Book edition 1st Edition
Author(s) Paul Peter Urone
Pages 1272 pages
ISBN 9781938168000

# Repeat Exercise $${\rm{9}}{\rm{.24}}$$ for the pulley shown in Figure $${\rm{9}}{\rm{.26}}$$ (c), assuming you pull straight up on the rope. The pulley system’s mass is $${\rm{7}}{\rm{.00}}\;{\rm{kg}}$$.

The tension in the rope is

1. $${\rm{299}}\;{\rm{N}}$$.
2. The ceiling force is $${\rm{897}}\;{\rm{N}}$$.
See the step by step solution

## Step 1: Force

A force is an external factor that can change the rest or motion of a body. It has a size and a general direction.

## Step 2: Diagram

The diagram is given below:

The mass of the pulley is $${m_p} = 7\;{\rm{kg}}$$.
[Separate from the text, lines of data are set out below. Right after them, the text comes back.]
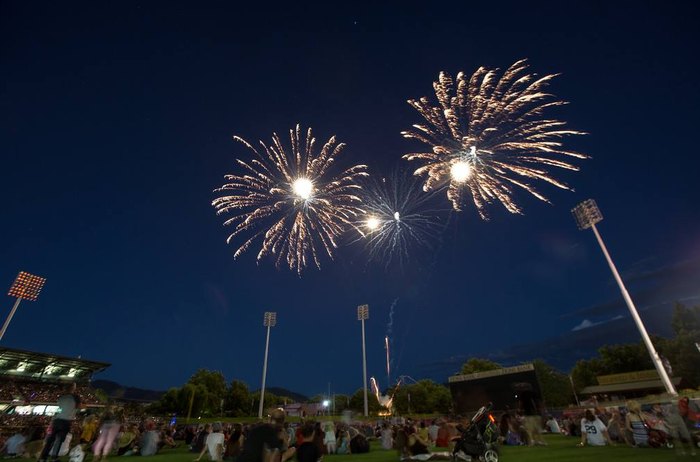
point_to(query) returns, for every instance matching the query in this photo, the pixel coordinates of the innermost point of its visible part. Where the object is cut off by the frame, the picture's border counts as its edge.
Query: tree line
(207, 394)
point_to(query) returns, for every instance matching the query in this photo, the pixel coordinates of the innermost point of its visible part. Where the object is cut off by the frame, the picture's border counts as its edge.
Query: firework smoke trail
(488, 136)
(287, 199)
(399, 220)
(388, 368)
(389, 333)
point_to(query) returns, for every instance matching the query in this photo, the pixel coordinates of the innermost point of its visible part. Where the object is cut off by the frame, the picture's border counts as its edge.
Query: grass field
(559, 449)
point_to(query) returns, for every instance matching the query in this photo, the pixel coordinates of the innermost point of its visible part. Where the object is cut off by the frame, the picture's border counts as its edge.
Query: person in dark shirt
(267, 442)
(68, 404)
(308, 450)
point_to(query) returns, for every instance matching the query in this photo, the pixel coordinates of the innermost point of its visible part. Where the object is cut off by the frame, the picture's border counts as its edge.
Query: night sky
(116, 124)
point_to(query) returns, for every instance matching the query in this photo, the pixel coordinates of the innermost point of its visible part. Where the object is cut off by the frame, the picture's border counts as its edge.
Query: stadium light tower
(26, 287)
(587, 215)
(362, 314)
(269, 321)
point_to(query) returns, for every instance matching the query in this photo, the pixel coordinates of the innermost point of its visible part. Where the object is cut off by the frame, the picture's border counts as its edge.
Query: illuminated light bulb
(373, 223)
(461, 171)
(303, 188)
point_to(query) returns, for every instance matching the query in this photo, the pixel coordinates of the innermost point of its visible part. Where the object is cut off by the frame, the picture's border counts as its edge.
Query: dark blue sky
(115, 126)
## Step 3: Calculation of the tension

(a)

According to the first condition of equilibrium, the net force on the system is zero.
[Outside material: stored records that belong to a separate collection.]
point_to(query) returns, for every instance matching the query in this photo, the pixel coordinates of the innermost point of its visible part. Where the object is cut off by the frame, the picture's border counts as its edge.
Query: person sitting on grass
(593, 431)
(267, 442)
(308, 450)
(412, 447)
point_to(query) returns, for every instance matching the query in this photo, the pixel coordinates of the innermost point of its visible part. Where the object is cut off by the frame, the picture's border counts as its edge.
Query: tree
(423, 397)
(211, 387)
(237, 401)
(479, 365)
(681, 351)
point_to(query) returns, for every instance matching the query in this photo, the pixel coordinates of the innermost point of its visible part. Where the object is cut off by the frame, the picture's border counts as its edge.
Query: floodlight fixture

The mass of the pulley and the engine is,

\begin{align}m &= 115 + 7\\ &= 122\;kg\end{align}

So, we can write,

\begin{align}mg &= 4T\\T &= \frac{{mg}}{4}\end{align}

For,$$m = 122\;{\rm{kg}}$$ we write,

\begin{align}T &= \frac{{122 \times 9.8}}{4}\\ &= 299\;N\end{align}

Hence, the tension is $${\rm{299}}\;{\rm{N}}$$.

## Step 4: Calculation of the ceiling force

(b)

Assuming the rope is straight down and the ceiling force be $${{\rm{F}}_{\rm{c}}}$$ we write,

\begin{align}{F_c} &= 3T\\ &= 3 \times 299\\ &= 897\;N\end{align}

Hence, the force is $${\rm{897}}\;{\rm{N}}$$.